The coalition was responding the Federal Energy Regulatory Commission’s March 30 order addressing large transmission projects in the PJM service territory.
“We expressed exactly these same concerns in response to FERC Order 1000, especially when the benefits of a public policy project were speculative,” the coalition said.
For lines that do not address reliability needs, beneficiaries should pay in proportion to the benefits received. The Commission cannot assume that interstate lines over a certain voltage threshold, or a portfolio of projects, will provide economic benefits to all customers as its basis for socializing costs. Instead, FERC must make determinations based on a clear definition of what constitutes a real benefit and a record demonstrating the anticipated distribution of benefits.
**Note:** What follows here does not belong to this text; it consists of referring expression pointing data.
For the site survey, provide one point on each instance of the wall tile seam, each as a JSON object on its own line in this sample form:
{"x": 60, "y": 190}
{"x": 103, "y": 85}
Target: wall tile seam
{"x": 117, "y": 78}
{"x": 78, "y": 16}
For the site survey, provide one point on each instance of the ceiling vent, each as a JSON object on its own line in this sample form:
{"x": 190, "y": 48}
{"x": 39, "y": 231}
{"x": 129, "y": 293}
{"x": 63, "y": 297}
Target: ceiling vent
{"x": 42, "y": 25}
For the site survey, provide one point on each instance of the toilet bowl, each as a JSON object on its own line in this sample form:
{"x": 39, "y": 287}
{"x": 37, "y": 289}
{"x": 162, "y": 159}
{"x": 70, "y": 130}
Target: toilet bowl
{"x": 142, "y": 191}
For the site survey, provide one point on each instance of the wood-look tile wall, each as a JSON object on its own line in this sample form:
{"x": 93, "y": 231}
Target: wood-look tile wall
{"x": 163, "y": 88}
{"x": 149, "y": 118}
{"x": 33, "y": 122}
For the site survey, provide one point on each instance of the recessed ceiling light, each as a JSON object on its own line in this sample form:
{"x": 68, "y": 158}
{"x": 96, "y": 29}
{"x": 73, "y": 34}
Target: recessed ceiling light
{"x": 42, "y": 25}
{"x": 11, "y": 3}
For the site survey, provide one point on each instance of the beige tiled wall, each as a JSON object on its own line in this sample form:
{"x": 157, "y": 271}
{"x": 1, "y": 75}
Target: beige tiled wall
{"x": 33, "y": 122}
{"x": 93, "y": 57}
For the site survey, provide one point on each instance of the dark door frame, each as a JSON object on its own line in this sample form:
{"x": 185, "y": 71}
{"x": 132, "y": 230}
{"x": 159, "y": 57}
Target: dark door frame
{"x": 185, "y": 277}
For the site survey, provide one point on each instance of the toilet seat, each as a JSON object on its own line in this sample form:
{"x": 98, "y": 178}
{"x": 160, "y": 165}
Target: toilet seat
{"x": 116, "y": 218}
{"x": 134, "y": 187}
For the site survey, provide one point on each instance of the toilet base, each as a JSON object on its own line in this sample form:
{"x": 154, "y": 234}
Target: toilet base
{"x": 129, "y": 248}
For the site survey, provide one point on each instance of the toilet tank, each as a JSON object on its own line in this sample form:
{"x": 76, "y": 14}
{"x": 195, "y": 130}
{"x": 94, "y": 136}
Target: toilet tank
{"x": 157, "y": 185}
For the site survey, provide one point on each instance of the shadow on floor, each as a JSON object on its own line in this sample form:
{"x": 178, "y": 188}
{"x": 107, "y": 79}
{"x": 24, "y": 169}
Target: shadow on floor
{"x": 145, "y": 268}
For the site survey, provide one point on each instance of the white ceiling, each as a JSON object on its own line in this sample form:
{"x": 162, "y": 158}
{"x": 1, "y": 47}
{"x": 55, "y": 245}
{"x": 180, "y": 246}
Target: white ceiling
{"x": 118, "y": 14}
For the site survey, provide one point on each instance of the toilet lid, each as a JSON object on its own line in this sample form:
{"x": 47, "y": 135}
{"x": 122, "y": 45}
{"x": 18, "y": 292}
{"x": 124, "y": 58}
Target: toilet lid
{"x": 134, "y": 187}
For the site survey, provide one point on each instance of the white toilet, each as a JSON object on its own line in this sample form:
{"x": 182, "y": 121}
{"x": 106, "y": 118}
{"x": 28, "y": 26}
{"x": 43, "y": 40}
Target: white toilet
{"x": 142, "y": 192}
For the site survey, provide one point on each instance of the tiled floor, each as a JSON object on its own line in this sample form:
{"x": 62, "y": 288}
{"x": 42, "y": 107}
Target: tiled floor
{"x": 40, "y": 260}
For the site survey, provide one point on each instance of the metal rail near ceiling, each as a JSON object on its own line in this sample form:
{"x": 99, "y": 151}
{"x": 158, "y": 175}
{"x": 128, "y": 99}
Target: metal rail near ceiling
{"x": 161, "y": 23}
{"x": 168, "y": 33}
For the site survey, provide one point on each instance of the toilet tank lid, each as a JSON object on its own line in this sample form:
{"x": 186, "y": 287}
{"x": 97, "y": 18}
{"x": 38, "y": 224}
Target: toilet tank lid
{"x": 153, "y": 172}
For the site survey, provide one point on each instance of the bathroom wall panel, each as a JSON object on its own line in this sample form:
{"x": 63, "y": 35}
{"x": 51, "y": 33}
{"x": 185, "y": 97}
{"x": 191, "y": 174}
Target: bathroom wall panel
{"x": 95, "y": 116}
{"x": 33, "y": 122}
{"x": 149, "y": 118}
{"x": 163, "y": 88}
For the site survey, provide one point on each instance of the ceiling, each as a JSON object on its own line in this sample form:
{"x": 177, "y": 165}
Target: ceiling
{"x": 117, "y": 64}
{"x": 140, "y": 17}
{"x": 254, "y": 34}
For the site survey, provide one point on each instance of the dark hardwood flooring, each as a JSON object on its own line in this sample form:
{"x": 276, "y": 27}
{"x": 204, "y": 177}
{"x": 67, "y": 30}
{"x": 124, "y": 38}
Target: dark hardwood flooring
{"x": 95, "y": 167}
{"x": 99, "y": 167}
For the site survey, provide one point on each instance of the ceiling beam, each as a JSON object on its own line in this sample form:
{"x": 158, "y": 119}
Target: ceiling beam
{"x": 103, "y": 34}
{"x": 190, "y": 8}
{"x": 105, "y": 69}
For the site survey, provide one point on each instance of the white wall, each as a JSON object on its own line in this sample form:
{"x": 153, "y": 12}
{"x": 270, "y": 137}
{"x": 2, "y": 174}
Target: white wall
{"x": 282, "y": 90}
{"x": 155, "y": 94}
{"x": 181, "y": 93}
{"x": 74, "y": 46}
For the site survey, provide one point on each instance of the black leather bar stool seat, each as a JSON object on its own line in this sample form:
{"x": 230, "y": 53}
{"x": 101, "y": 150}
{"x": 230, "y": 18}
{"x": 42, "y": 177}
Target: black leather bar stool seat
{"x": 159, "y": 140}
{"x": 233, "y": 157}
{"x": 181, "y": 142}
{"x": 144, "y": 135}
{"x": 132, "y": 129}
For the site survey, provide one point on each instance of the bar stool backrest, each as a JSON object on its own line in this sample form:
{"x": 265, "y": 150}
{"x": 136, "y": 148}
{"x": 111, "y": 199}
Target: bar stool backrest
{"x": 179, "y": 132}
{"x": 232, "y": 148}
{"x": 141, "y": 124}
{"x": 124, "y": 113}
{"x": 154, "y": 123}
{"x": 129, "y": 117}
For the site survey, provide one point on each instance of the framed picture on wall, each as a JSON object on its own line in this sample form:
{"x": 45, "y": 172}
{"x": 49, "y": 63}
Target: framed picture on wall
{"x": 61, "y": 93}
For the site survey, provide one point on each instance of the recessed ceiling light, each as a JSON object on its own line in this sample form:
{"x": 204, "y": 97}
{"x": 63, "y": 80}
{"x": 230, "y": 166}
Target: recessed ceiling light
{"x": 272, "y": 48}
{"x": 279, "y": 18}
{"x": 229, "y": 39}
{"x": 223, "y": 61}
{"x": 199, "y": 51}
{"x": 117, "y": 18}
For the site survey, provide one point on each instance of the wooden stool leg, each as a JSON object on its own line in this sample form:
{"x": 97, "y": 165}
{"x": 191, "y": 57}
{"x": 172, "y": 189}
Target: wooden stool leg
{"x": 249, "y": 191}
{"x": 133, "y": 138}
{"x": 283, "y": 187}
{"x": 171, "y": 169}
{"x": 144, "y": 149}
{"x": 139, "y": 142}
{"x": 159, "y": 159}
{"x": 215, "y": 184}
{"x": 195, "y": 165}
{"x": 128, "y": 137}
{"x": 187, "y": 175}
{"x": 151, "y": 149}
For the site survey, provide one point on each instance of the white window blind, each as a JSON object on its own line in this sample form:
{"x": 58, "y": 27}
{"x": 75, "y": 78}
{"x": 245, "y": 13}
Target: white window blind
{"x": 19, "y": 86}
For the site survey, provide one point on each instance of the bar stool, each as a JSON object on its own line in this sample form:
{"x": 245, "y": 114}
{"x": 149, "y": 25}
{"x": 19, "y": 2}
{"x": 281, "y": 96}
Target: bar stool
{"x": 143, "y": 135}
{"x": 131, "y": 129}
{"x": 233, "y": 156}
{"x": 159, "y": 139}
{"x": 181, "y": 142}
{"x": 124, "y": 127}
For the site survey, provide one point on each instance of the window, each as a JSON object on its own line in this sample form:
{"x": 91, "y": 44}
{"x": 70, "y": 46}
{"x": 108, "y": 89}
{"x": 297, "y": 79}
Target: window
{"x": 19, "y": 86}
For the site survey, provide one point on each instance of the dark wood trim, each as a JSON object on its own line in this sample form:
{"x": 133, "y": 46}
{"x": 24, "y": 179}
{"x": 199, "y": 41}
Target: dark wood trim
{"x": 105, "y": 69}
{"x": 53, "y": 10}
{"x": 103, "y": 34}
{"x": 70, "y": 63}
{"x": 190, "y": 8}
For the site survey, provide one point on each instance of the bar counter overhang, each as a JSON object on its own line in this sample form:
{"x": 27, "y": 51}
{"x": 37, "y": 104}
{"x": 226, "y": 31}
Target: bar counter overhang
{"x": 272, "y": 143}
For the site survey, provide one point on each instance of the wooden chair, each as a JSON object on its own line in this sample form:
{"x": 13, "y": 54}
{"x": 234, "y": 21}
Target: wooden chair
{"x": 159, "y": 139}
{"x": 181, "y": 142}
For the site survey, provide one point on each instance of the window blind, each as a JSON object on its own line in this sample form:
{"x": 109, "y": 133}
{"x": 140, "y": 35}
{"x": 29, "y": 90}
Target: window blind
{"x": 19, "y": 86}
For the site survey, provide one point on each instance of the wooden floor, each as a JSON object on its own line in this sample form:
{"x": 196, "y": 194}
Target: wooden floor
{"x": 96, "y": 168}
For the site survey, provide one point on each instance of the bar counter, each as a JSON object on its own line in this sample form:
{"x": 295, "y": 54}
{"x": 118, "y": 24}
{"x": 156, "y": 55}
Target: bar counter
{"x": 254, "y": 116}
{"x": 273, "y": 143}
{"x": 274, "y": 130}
The cost allocation issue arose when the FERC issued its Order responding to a Seventh Circuit Court of Appeals remand of the FERC’s previous decision approving regional postage stamp allocation of costs for transmission facilities above 500kV in the PJM region. The Coalition was not a participant in the case and does not formally comment on FERC cost-allocation decisions in any specific region.
However, there are several aspects of this most recent decision that will be perceived as being important to the national policy debate with respect to cost allocation. The case brought to the Seventh Circuit involved cost allocation for new facilities, which were all designed to resolve reliability problems identified in PJM planning studies.
It has always been the Coalition’s position that where transmission upgrades are required to meet the reliability needs of an area, it is appropriate to allocate the costs of such facilities to that area.
In this particular case, PJM found – and the FERC concurred in its March 30th Order on Remand – that transmission lines over 500 kV needed for reliability had regional reliability benefits and therefore cost allocation across the region was appropriate. We therefore believe that FERC ‘s decision is consistent with the Coalition’s principles in this regard.
As the FERC recognized, cost allocation for new projects going forward will be addressed in the Order 1000 Compliance filings of PJM and other regions. The Coalition hopes that the Commission will ensure that its principle of beneficiary pays holds true in practice as well as in theory.